応援隊の活動が知られると事務所への住民の往来も多くなり、草刈りの依頼、さらには特産のシソ科ゴマ粒「エゴマ」の加工品の販路や、食品加工品の製造設備復旧の相談、助成金の申請方法など、単純な人手の提供以外にも地域と外を結ぶ窓としての役割も増えていった。最近では都路地区だけでなく市内の各地域のキーパーソンと連携を深め、各地域ニーズに合った支援の形を市全域で模索し始めている。
キーワードは“ギャップを埋める”。未来を考える輪が広がる仕組み作りへ
事務所の壁には、隊員や住民から寄せられた"企画の宝庫”と題したアイデアメモが数多く貼られている。その内容から、住民と応援隊がいい距離で関係を築き、共に地域に欠かすことのできない一員だということを感じさせる。そんな関係作りにも転機があった。
活動内容も充実し始め、2年目の夏に思いがけない事が起こる。自治会のまとめ役からお叱りを受けてしまったのだ。「住民の要望をただこなして、期間が終わったら居なくなるのか?と言われました。衝撃的な言葉でした」(佐原さん)そこで隊の中で話合いを重ねて"地域の未来と現在のギャップを埋める”というキーワードにたどり着く。そのためには、交流人口の増加やボランティアに頼りにされるなどの住民の生きがい作り、情報発信を行いながら地域を未来志向に考える輪が広がる仕組み作りに、方向を定めることにしたのだ。
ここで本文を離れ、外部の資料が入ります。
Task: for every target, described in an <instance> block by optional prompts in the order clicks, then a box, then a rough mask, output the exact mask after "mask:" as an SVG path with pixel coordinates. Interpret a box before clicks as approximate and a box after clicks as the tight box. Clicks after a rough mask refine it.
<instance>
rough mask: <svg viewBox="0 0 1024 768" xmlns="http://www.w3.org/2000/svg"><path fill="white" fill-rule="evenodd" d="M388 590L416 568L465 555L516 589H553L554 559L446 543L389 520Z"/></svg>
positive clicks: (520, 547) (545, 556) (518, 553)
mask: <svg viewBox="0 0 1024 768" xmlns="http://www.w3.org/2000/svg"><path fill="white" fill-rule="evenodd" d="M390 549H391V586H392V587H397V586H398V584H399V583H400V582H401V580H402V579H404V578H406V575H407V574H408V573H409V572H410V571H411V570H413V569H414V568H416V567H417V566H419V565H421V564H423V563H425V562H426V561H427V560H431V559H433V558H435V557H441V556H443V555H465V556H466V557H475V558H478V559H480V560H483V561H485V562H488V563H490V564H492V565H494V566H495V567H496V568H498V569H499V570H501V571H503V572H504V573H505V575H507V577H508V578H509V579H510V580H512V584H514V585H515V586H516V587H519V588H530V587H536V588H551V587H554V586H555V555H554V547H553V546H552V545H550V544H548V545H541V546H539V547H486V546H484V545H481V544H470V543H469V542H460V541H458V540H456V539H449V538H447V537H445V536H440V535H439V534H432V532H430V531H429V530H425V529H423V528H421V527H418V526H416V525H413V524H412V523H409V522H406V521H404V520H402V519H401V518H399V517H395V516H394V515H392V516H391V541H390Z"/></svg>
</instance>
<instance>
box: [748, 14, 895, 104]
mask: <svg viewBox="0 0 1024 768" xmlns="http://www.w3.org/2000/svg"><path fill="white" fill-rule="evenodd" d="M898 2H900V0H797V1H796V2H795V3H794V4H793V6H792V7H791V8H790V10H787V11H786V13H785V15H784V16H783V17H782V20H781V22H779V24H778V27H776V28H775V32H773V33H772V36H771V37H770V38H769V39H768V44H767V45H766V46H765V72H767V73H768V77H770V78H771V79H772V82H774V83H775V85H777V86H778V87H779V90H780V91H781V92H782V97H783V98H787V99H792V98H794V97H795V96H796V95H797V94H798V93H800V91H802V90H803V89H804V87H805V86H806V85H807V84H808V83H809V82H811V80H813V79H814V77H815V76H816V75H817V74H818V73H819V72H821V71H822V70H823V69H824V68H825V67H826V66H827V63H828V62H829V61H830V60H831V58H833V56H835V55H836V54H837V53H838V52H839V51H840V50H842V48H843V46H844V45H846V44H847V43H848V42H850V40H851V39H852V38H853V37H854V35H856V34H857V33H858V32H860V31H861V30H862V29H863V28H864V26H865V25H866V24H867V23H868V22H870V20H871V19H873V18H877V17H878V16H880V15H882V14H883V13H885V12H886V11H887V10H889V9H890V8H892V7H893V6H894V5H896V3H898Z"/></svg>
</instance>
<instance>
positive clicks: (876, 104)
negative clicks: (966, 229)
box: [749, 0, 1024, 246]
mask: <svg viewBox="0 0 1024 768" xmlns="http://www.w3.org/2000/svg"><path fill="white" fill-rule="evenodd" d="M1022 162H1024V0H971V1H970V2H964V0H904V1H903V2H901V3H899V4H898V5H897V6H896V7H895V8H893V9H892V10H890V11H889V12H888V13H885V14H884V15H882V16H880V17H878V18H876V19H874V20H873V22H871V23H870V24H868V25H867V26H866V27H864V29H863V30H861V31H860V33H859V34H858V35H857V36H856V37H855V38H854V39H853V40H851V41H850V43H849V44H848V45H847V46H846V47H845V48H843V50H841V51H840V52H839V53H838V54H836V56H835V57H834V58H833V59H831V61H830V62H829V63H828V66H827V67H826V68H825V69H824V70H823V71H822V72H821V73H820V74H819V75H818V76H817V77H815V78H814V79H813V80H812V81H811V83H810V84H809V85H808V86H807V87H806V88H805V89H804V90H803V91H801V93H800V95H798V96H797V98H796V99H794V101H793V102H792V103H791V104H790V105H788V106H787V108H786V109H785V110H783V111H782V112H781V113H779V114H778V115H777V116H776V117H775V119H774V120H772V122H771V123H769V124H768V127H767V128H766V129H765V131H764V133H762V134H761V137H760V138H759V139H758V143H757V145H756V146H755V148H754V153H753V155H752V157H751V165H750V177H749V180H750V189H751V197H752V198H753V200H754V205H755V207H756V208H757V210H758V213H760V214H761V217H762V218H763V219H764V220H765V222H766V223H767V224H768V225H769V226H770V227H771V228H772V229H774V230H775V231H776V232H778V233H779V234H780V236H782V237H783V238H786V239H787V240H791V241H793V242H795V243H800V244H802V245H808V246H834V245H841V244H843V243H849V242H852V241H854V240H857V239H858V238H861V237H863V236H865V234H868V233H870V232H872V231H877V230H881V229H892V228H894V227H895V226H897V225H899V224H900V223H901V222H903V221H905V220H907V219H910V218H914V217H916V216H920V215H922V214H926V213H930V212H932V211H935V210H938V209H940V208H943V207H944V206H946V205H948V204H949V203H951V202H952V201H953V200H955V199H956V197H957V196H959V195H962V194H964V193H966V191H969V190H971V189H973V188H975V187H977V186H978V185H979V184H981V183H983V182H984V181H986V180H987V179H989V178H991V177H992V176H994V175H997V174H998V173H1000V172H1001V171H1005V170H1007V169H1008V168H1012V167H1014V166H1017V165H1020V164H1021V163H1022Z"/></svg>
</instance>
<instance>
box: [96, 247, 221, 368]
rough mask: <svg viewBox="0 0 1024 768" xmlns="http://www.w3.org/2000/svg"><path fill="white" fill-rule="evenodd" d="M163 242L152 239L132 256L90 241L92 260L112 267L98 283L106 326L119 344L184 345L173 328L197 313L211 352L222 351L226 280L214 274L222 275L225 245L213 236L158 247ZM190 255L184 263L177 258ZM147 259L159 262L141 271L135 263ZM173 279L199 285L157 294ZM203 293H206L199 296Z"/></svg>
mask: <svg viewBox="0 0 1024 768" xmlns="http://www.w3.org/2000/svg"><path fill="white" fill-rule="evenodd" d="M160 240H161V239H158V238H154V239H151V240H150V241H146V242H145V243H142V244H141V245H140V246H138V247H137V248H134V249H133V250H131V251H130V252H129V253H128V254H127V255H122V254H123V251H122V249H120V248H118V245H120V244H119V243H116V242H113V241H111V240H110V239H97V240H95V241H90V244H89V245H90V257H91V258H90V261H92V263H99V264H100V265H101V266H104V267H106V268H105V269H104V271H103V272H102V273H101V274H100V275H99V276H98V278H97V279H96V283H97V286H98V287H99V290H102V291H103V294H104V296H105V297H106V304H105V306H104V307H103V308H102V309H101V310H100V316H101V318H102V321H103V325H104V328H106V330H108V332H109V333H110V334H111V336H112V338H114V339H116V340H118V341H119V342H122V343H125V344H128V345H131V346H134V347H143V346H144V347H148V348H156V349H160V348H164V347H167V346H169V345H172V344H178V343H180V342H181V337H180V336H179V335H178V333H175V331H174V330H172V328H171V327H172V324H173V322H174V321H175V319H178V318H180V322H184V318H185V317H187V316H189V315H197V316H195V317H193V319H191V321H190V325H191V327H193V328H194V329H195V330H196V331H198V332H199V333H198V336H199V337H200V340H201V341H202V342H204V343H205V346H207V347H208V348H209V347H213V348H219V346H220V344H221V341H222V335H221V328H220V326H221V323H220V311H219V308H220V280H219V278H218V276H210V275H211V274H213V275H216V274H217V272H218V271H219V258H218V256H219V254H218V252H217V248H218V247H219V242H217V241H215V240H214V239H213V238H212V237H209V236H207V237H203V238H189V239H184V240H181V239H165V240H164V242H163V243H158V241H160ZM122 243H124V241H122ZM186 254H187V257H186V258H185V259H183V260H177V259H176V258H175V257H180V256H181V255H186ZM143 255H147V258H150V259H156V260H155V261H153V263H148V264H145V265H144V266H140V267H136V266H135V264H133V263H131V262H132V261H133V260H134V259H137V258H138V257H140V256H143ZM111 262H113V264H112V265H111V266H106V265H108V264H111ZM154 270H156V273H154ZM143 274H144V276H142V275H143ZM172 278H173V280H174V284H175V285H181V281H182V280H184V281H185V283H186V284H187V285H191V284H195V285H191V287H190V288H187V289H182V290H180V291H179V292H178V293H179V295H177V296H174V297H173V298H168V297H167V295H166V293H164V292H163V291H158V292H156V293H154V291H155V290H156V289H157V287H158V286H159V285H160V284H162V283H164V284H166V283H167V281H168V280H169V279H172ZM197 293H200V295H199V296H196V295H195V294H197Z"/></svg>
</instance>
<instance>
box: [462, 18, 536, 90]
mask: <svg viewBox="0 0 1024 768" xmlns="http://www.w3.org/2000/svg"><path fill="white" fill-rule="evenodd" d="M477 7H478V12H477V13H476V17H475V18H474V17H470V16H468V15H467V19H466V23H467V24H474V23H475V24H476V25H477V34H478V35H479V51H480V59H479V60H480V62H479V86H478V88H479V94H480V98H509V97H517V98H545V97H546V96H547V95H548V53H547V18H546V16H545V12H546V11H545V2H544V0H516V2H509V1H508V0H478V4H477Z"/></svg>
試みの一端として、築百年以上の民家を利用したよりあい処「華」の開店への協力がある。震災以前から地域と繋がりが持てる場所を作りたかった所有者の要望と実現、また都路の現在を知りたい外部の人々と地域の間にあるギャップを、応援隊では片付けボランティアの募集や運営、地域外の人々との交流の場としての利用という形で尽力している。直売所の完成が待たれる中、寄り合い処の軒先では、青空マルシェを開催する活用法も応援隊が企画中だ。
その他、地域に点在する耕作放棄地を利用したボランティアツアーやグリンツーリズムも準備中だ。都路に興味を持つ学生や企業などの交流人口を増やすだけでなく、作物への放射性物質の移行を測定し、科学的に基づいた情報を発信することで風評被害の軽減を目指す。都路という地域の現在を耕作放棄地というフィールドから発信していく試みだ。
将来的には経済的に回る仕組みを構築し、まちづくり協議会のような組織の設立を夢見ているという田村市復興応援隊。お手伝い要員から地域の一員としての“共働期”に移り始めている。